Welsh veterinary pathologist (1835–1935)

Griffith Evans (7 August 1835 – 7 December 1935) was a Welsh physician and veterinary pathologist who was the first to determine that a trypanosome parasite was responsible for surra disease in horses while serving in British India. Described as "the man who first saw a pathogenic trypanosome", he identified the causal organism as a haematozoon (blood parasite) in 1880 which was given the species name Trypanosoma evansi after him.

== Biography ==
Evans was born in Ty-mawr, Towyn, Wales, as the only son to Evan Evans (1801–1882) and Mary Jones (1809–1877). Coming from a wealthy family with an illustrious history he went to school at Bryn-crug and later studied privately under a local medical doctor John Pughe at Aberdovey and Towyn. Due to family circumstances, Pughe suggested that Evans could become a veterinarian in shorter time than as a doctor. He joined the course, bought himself a microscope for private study, and qualified at the top of his MRCVS batch in 1855 from the Royal Veterinary College and joined the army in the Royal Artillery much against the wishes of his mother who believed that army life was "... a life of debauchery, low living and drunkeness."
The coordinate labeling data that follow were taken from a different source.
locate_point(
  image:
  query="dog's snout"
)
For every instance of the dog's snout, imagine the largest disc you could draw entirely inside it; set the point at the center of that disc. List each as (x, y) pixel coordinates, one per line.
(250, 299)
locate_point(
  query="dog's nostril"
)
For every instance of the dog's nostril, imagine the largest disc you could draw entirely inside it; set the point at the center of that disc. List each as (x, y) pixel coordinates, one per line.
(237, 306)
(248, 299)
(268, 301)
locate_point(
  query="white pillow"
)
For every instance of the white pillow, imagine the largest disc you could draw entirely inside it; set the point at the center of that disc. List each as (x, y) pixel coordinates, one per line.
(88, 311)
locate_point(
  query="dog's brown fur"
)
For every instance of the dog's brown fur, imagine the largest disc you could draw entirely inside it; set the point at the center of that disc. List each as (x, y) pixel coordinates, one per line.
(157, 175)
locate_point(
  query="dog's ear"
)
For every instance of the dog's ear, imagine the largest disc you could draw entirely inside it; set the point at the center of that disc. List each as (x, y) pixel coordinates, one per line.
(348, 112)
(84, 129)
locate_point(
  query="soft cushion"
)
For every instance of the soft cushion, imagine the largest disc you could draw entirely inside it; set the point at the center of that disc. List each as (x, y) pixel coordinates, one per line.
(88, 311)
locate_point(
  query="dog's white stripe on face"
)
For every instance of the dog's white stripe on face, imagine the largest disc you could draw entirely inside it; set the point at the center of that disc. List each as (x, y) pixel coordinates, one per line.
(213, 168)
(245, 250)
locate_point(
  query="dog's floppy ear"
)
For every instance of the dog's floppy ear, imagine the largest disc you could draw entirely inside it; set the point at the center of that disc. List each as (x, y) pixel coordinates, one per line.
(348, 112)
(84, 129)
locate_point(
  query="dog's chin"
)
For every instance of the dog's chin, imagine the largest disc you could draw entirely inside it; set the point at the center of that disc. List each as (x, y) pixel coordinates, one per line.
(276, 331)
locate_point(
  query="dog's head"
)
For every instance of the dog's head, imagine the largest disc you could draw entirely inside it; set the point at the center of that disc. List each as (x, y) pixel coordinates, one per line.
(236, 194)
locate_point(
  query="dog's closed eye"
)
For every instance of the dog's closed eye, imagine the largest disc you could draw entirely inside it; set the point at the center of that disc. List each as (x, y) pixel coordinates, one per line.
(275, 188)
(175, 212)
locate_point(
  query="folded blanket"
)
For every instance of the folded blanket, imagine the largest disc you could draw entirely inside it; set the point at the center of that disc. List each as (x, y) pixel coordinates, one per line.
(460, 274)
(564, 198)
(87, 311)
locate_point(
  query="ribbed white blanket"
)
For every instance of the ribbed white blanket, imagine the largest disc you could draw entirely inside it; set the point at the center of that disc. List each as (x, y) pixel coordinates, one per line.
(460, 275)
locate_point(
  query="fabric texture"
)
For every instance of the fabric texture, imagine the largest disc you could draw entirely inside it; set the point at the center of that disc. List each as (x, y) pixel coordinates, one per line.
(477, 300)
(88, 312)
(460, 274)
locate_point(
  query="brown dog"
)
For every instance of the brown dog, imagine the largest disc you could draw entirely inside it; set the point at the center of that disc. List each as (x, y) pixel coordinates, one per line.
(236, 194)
Griffith first served in Canada during the American Civil War and was stationed at Montreal from 1861. He enrolled for medicine and received an MD from McGill University in 1860 with a thesis on tuberculosis. He met Abraham Lincoln, who directed him to work as a medic at the battle zones. He returned to England in 1870. In 1871, he exchanged his service in the Royal Artillery with the Royal Army Service Corps. Initially posted in Woolwich, he worked variously at King's College London and the Royal Ophthalmic Hospital at Moorfields. In 1877, he was deployed to India to study a disease outbreak at Sialkot in Punjab. In 1880 he was posted to study surra disease at Dera Ismail Khan (now in Pakistan). He returned to Britain in 1885 and retired five years later.

He married Catherine Mary née Jones (1843–1923) in 1870 and they had a son and four daughters. He retired from army service in 1890.

== Scientific contributions ==

=== Anthrax ===
When Griffith investigated in 1877 a fatal disease of horses that severely struck those of the British Army, he was quick to identify bacteria in all diseases animals. He identified the disease, which was then called "Loodiana disease" (after the city Ludhiana) or "malignant fever," as anthrax. He reported his findings in The Veterinary Journal in 1878.

While identifying the anthrax bacteria from the horse blood under microscope, Griffith observed two other important pathological conditions. The first was that when he looked at the bacteria from fresh blood samples, the bacteria appeared to be surrounded more and more by certain white blood cells that were not present in the fresh samples. He described:I officially reported, what surprised me most, that the first change in the blood seen by the microscope was a great increase in the number of the large white corpuscles before I could see a bacillus. I examined the blood regularly every hour from the first symptom of illness, and noted invariably the increasing number of these corpuscles for some time before I could find a bacillus. The bacilli, when they came, appeared to be closer to the white than to the red corpuscles; subsequently the number of the bacilli in each droplet multiplied rapidly, so they could be seen isolated, free from corpuscles. I expressed my conviction that the large granular corpuscles had a very important relation to the bacilli, but I could not think what it was I repeatedly emphasised my belief that it deserved special investigation.He had no means to further study this phenomenon, which is now known as phagocytosis, a cellular process by which white blood cells protect by devouring pathogens. The phenomenon was discovered in its full form by Russian zoologist Élie Metchnikoff in 1882, who received the 1908 Nobel Prize in Physiology or Medicine for the discovery that established the science of immunology.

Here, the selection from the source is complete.